Any logic flaw (for example a user being able to create another user with more privileges by design) would also not be picked up by an automated tool.
Any chain of vulnerabilities would not be correlated, like for instance how to use a low risk info leak, together with a medium risk DOM XSS together with another low risk vulnerability to change a user's password to anything the attacker wants (this is an actual example I have seen).
Testing DOM XSS with a plain (usual) scanner like most of those commercial tools is quite difficult as they don't have a Javascript runtime, so they will miss most of it.
Also for things that are testable, a tool may have several patterns to try, but will probably miss more complex cases. For example what if an application had a blacklist filter for XSS that explicitly blocks alert(1) and all of the attack vectors from the tool had that as the payload? Getting through a blacklist filter is almost always possible, but is very hard for an automated tool.
Or consider DoS. How would an automated tool find that?

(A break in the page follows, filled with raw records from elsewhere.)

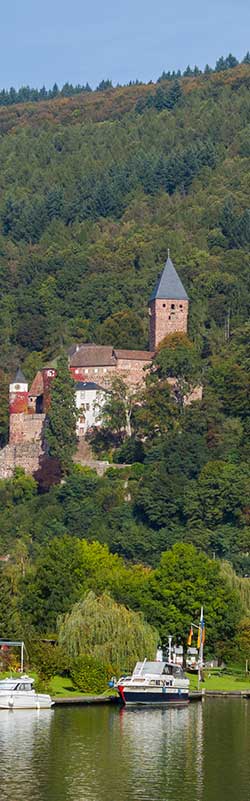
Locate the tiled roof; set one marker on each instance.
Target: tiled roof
(93, 356)
(138, 355)
(20, 377)
(169, 286)
(87, 385)
(37, 386)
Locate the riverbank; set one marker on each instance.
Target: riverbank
(98, 700)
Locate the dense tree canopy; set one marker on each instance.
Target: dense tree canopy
(94, 189)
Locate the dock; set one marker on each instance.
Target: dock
(85, 700)
(101, 700)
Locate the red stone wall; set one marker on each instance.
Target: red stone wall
(132, 371)
(18, 402)
(100, 375)
(26, 428)
(167, 317)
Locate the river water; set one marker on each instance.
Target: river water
(198, 753)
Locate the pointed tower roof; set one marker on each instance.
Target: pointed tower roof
(169, 286)
(20, 377)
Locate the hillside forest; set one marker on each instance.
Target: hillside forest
(95, 187)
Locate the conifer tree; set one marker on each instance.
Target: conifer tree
(62, 415)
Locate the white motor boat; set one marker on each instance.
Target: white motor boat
(19, 694)
(154, 683)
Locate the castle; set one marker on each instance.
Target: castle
(92, 367)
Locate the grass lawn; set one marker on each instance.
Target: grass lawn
(224, 682)
(61, 686)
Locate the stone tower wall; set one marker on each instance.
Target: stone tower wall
(26, 428)
(167, 317)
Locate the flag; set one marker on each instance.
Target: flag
(201, 631)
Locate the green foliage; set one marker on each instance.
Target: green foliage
(62, 414)
(108, 631)
(184, 581)
(89, 674)
(48, 660)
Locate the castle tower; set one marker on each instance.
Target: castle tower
(168, 306)
(18, 394)
(49, 373)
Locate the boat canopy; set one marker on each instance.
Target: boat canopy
(143, 668)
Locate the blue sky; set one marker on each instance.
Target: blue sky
(79, 41)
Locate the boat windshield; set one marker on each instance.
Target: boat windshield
(173, 670)
(8, 684)
(143, 668)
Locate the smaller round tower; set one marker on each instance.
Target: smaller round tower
(18, 394)
(49, 374)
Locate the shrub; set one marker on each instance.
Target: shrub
(49, 660)
(90, 675)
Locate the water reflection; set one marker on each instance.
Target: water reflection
(20, 733)
(198, 753)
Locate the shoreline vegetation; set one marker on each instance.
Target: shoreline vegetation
(94, 190)
(234, 681)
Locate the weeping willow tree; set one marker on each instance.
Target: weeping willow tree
(242, 585)
(108, 631)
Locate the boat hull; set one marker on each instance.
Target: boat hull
(17, 701)
(146, 697)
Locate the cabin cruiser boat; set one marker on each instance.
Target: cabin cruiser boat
(154, 683)
(19, 694)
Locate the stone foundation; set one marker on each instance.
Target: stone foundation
(26, 428)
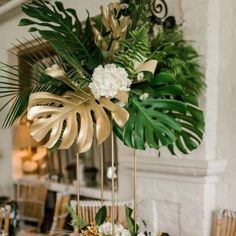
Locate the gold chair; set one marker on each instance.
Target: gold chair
(88, 209)
(59, 218)
(225, 223)
(31, 200)
(60, 213)
(5, 220)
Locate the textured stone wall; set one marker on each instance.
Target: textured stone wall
(175, 195)
(226, 125)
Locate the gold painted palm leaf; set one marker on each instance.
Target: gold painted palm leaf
(59, 120)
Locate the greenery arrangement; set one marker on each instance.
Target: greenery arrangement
(117, 51)
(112, 72)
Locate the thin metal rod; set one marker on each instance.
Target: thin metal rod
(102, 173)
(78, 183)
(135, 189)
(113, 184)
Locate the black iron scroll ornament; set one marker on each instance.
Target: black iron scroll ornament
(160, 16)
(159, 9)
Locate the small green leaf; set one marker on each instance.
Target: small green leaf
(101, 216)
(129, 219)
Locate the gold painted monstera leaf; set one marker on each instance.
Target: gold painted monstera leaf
(59, 120)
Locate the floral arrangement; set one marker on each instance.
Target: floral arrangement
(113, 72)
(103, 225)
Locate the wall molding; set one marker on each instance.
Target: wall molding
(177, 166)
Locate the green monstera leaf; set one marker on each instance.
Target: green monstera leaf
(166, 117)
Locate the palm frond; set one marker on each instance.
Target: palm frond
(134, 49)
(176, 55)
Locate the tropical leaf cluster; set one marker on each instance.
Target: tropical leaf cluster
(163, 105)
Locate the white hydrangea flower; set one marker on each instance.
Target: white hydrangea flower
(107, 81)
(140, 76)
(55, 71)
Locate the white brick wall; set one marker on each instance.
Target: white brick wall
(176, 195)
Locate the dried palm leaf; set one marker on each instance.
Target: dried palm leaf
(63, 118)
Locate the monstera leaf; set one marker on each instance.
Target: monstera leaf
(60, 119)
(167, 117)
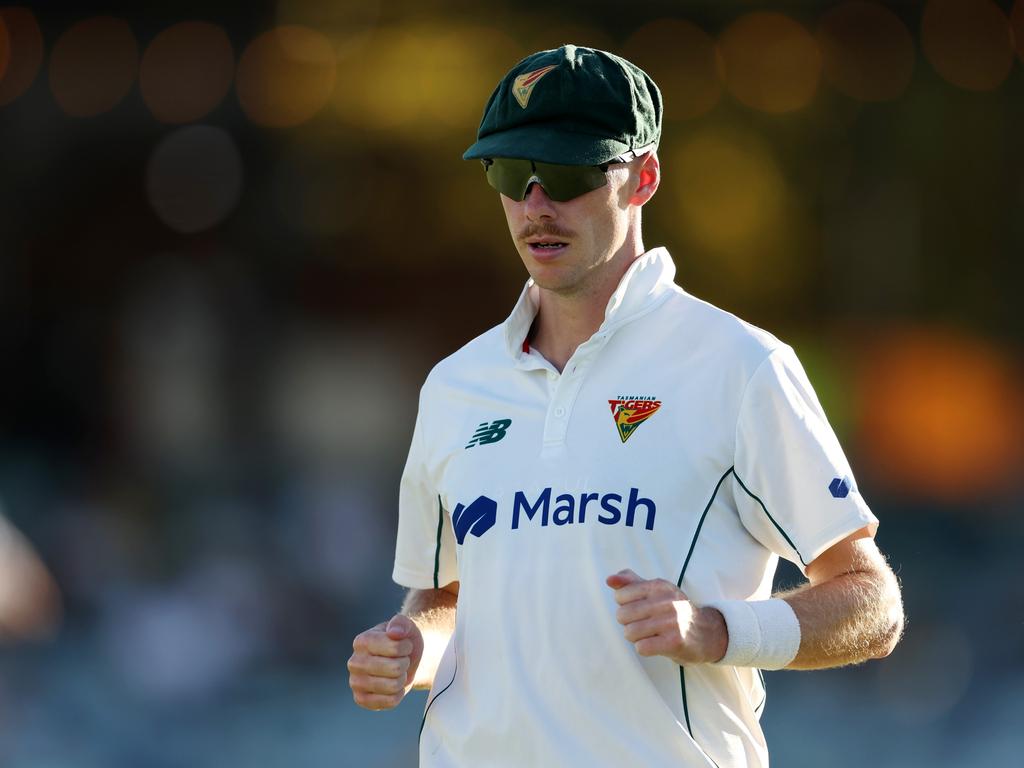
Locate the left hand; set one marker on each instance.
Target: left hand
(660, 621)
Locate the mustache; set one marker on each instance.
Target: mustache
(542, 230)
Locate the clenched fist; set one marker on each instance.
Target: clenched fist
(383, 664)
(658, 620)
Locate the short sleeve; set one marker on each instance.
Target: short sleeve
(794, 487)
(425, 547)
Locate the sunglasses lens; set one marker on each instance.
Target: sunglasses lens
(510, 177)
(561, 182)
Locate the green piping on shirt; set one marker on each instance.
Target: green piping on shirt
(437, 550)
(696, 532)
(682, 572)
(777, 526)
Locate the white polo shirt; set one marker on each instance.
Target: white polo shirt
(679, 441)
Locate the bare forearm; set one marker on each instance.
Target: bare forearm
(433, 611)
(849, 619)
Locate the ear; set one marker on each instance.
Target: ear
(650, 177)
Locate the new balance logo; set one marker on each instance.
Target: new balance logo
(492, 432)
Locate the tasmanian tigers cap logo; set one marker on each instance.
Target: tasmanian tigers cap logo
(522, 86)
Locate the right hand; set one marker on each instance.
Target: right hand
(383, 664)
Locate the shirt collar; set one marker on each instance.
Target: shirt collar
(648, 278)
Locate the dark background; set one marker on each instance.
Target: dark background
(230, 252)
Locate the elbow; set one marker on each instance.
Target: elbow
(892, 626)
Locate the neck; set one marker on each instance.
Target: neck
(564, 321)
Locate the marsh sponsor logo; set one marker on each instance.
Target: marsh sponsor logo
(547, 508)
(566, 509)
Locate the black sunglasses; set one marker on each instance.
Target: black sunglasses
(512, 177)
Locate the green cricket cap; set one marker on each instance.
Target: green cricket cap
(569, 105)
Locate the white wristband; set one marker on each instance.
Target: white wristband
(762, 633)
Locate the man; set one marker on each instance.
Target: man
(599, 488)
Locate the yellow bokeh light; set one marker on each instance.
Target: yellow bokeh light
(868, 52)
(681, 58)
(26, 52)
(728, 189)
(725, 202)
(968, 42)
(286, 76)
(93, 66)
(942, 415)
(770, 62)
(425, 81)
(186, 72)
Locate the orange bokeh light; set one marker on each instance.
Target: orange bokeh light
(286, 76)
(941, 415)
(425, 81)
(1017, 26)
(681, 58)
(4, 47)
(770, 62)
(25, 54)
(93, 66)
(868, 52)
(968, 42)
(186, 72)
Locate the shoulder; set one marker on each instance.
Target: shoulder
(714, 333)
(473, 361)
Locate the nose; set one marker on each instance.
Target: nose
(539, 205)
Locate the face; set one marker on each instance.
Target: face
(567, 247)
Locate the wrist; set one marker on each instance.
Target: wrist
(716, 632)
(764, 634)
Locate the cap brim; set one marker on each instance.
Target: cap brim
(547, 145)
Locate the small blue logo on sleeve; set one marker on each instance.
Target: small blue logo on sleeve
(840, 487)
(477, 518)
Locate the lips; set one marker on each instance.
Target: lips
(546, 248)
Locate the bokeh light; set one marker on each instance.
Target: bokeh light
(93, 66)
(867, 51)
(186, 72)
(770, 62)
(425, 81)
(4, 47)
(728, 189)
(286, 76)
(25, 52)
(942, 415)
(729, 208)
(1017, 25)
(194, 179)
(968, 42)
(681, 58)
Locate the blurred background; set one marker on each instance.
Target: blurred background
(232, 243)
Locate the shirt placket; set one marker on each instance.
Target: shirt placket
(562, 392)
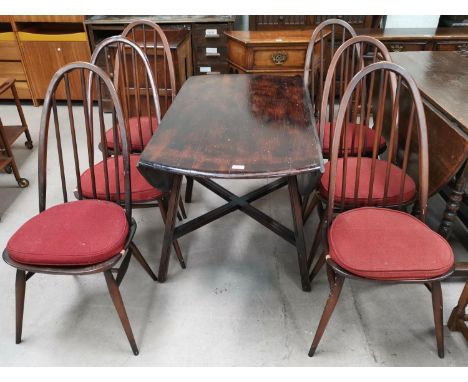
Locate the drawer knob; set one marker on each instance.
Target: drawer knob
(279, 58)
(396, 47)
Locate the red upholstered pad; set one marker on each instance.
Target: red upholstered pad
(393, 193)
(142, 191)
(379, 243)
(352, 130)
(76, 233)
(137, 143)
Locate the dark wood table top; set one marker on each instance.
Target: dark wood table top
(236, 126)
(414, 33)
(442, 78)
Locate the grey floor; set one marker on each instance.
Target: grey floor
(239, 301)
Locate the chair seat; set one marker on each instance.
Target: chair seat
(138, 142)
(352, 140)
(380, 243)
(142, 191)
(77, 233)
(393, 192)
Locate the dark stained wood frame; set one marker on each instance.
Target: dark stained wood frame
(337, 274)
(122, 75)
(10, 133)
(155, 168)
(25, 271)
(351, 56)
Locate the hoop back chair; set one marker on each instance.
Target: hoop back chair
(152, 40)
(135, 85)
(326, 38)
(85, 236)
(361, 127)
(380, 243)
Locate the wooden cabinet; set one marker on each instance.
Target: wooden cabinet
(33, 48)
(281, 52)
(207, 40)
(284, 22)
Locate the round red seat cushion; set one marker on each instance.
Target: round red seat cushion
(142, 191)
(352, 139)
(77, 233)
(393, 192)
(138, 142)
(380, 243)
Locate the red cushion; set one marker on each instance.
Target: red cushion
(142, 191)
(137, 143)
(82, 232)
(393, 193)
(379, 243)
(352, 130)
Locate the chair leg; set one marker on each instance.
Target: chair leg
(20, 292)
(188, 190)
(327, 312)
(123, 268)
(119, 306)
(137, 254)
(175, 244)
(182, 208)
(437, 306)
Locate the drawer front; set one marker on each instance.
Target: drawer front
(278, 58)
(12, 69)
(211, 54)
(457, 46)
(406, 46)
(209, 33)
(9, 51)
(22, 89)
(219, 68)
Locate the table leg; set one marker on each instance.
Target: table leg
(296, 208)
(169, 227)
(453, 203)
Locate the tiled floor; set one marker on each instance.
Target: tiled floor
(239, 301)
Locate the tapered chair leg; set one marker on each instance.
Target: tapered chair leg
(123, 268)
(175, 244)
(137, 254)
(327, 312)
(437, 306)
(20, 292)
(119, 306)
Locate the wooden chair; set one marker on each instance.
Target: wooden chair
(458, 318)
(326, 38)
(151, 38)
(135, 85)
(10, 133)
(352, 56)
(382, 242)
(86, 236)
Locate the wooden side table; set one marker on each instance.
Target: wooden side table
(10, 133)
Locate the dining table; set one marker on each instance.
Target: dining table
(237, 127)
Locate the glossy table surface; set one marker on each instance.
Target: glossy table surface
(442, 78)
(236, 126)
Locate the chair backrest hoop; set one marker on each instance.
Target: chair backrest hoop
(166, 47)
(49, 103)
(352, 43)
(116, 40)
(423, 174)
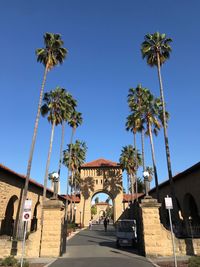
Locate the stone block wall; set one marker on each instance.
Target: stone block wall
(157, 240)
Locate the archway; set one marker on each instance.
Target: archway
(7, 225)
(100, 176)
(101, 207)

For a final example, what about buffer overflow in an uploaded and processed file, say a user uploads an image which gets resized by a server side library, vulnerable to bof. How could the automated tool know that's the case and how would it create an exploit for it?
These are just a bunch of examples, I'm sure others will cite a lot more.
In short,
there are whole classes of vulnerabilities that cannot be tested for in the generic case
even for vulnerabilities that are automatically testable, it is pretty much impossible to write comprehensive tests (a set of tests that finds all instances of the vulnerability).
Of course with all of this in mind, I think there is nothing wrong with using tools to make several things quicker. However, any result from a tool needs to be reproduced by the tester, and also he must be aware of the limitations of the tool to be able to augment results with more creative attacks.